Vice President Biden is social distancing.
Vice-President Biden is social distancing. Photo: Andrew Harrer/Bloomberg via Getty Images

What is Joe Biden’s campaign supposed to look like now? At the moment, it looks like a never-ending procession of group telephone calls, video-conferencing meetings, and email chains between the former vice-president and his aides and advisers, who are all stuck inside their homes along the 150-mile route between Washington, Wilmington, and Philadelphia.

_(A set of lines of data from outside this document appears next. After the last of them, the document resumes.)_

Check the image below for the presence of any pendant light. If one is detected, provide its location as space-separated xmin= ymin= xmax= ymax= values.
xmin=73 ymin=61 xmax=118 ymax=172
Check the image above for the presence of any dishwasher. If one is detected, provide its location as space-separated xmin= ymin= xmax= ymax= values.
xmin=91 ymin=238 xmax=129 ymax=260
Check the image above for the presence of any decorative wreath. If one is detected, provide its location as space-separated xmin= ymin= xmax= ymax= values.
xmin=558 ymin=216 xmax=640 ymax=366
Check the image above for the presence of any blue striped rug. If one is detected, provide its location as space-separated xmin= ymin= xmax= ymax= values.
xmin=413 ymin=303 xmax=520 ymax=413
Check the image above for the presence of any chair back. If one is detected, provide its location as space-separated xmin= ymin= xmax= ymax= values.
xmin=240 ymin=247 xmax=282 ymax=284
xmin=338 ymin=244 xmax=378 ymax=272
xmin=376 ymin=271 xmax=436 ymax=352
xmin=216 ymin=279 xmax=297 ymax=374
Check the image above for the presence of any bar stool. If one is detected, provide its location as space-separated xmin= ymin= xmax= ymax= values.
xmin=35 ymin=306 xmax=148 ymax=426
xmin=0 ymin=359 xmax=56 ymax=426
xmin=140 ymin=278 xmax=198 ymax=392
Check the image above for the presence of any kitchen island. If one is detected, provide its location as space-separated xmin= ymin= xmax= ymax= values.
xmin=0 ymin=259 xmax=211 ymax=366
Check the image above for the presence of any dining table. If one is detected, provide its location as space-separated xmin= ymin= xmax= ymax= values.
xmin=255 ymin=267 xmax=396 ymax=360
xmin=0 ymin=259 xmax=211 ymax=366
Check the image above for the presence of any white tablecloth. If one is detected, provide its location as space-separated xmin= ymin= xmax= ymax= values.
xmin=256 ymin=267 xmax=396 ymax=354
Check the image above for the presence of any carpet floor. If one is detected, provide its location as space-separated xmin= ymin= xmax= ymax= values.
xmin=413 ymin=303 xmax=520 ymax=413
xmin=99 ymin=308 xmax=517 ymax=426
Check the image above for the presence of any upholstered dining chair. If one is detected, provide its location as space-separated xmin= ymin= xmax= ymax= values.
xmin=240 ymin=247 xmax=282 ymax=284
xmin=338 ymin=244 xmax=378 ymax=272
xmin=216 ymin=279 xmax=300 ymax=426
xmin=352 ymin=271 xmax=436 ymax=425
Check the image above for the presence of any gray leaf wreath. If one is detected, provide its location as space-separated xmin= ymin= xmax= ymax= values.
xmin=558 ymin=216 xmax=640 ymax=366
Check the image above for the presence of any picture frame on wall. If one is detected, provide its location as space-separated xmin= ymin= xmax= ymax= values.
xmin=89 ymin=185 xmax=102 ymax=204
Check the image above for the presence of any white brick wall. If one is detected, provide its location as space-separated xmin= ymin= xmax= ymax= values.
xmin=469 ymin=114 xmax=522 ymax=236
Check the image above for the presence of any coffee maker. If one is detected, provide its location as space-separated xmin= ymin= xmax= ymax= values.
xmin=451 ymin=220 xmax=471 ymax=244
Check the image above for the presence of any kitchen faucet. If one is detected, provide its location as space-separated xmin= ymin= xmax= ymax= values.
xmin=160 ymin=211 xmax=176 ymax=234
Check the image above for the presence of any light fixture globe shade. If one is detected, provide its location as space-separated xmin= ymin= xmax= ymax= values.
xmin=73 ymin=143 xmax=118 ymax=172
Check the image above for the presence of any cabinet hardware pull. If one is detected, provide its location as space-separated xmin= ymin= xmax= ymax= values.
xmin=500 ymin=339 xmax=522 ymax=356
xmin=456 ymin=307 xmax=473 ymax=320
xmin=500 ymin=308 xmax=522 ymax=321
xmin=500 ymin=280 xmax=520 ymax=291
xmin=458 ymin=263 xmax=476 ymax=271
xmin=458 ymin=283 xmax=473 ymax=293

That group has a whole new playbook to write. Even before the full scope of the pandemic became inescapably obvious, this was supposed to be a “reset” moment for the Biden campaign, which last month installed a new campaign manager, Jen O’Malley Dillon, to shape up and scale up an effort that bested all its rivals but that was, for long stretches of the past year, underfunded and unclear in message or direction.

But none of the leadership, including O’Malley Dillon, a former aide to Barack Obama who is still close with many in his orbit, has any experience running a campaign under these circumstances — there’s a world where Biden, an old-school pol, could be back kissing babies in diners in two months, but also one where he can’t leave Delaware until he moves into the White House. And while Trump has massive visibility and vast pits of money to work with, Biden’s resources are a little less obvious, and his prescribed next steps are vague enough that his team has been forced into reimagining the role of its organizers and contemplating a summer and fall with no rallies. Some of his allies have even floated rolling out his presidential Cabinet in the next few months in a bid for much-needed attention. Yet money is the most immediate concern, and the biggest focus.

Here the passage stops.